In the example above, an Oracle database-user named owf_user with a password of owf_password is used for a database named DEVDB1.

There are several different types of Oracle drivers (thin, OCI, kprb) and connection options (service, SID, TNSName) available. Please consult the Oracle DBA and Oracle’s JDBC documentation to create the connection most appropriate for the installed environment.

  1. To create the schema, run the \dbscripts\OraclePrefsInitialCreate.sql script, prior to starting OWF.

  2. Ensure that the transaction is committed.

Note: If running a production environment, no additional steps are necessary. However, if sample widgets are to be installed, OraclePrefsUpdate_v7.0.0.sql must be run prior to logging in. Logging in between the execution of these scripts can cause system failure.
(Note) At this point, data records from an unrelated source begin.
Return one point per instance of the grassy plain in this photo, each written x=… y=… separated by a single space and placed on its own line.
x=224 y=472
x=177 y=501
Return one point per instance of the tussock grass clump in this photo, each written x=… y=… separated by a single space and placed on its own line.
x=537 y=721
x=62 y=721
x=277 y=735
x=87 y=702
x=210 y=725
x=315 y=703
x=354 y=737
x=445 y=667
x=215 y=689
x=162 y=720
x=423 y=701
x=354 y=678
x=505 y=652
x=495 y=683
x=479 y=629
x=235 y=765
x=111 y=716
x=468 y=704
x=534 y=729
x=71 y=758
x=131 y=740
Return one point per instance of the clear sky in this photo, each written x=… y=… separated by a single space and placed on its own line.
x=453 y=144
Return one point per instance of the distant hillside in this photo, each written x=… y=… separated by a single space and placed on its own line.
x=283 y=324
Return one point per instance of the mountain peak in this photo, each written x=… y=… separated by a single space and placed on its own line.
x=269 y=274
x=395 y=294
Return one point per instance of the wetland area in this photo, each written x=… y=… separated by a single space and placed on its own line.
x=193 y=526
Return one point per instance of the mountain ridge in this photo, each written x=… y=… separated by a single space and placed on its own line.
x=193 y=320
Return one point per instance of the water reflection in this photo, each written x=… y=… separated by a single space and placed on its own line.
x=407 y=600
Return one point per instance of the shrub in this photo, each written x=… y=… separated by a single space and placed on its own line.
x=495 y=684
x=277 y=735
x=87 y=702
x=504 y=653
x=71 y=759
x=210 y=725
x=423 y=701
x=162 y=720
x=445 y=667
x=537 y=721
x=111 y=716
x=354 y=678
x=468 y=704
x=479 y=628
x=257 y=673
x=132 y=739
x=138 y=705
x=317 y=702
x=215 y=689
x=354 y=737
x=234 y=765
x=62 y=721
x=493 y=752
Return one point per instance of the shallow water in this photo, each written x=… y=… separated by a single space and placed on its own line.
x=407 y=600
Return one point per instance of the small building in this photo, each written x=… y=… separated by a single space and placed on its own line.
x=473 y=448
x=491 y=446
Note: The OWF team is aware of a known issue with the Oracle Web-based Admin Console returning truncated characters when dealing with large data sets. Accordingly, using SQLPlus to run the script mentioned above is recommended.

##Using MySQL

  • Create a schema within MySQL for use with OWF. It is recommended that there be a dedicated schema for OWF to avoid database object name collisions. The OWF team recommends using UTF-8 encoding.
  • Create a MySQL User with full access to the OWF schema created above.
  • OWF does not provide a JDBC driver for MySQL. Obtain the appropriate JDBC driver and place it into the Web server’s classpath. For example, if running Tomcat, the driver can be placed in the \apache-tomcat-7.0.21\lib directory.
  • Open the \apache-tomcat-7.0.21\lib\OwfConfig.groovy file and modify the environments → production → dataSource section using the values that are appropriate for the OWF environment.

For example:

    dataSource {
        pooled = true
        dbCreate = "none"
        driverClassName = "com.mysql.jdbc.Driver"
        url="jdbc:mysql://myhost.somewhere.org/owf"
        username = "owf_user"
        password = "owf_password"
        dialect = "org.hibernate.dialect.MySQL5InnoDBDialect"
        properties {
            minEvictableIdleTimeMillis = 180000
            timeBetweenEvictionRunsMillis = 180000
            numTestsPerEvictionRun = 3
            testOnBorrow = true
            testWhileIdle = true
            testOnReturn = true
            validationQuery = "SELECT 1"
        }
       }

In the example above, a MySQL database-user named owf_user with a password of owf_password is used, for a database named owf. The dialect org.hibernate.dialect.MySQL5InnoDBDialect will use the InnoDB engine which is recommended for interactive webapps and explicitly used as the engine on OWF create and upgrade scripts.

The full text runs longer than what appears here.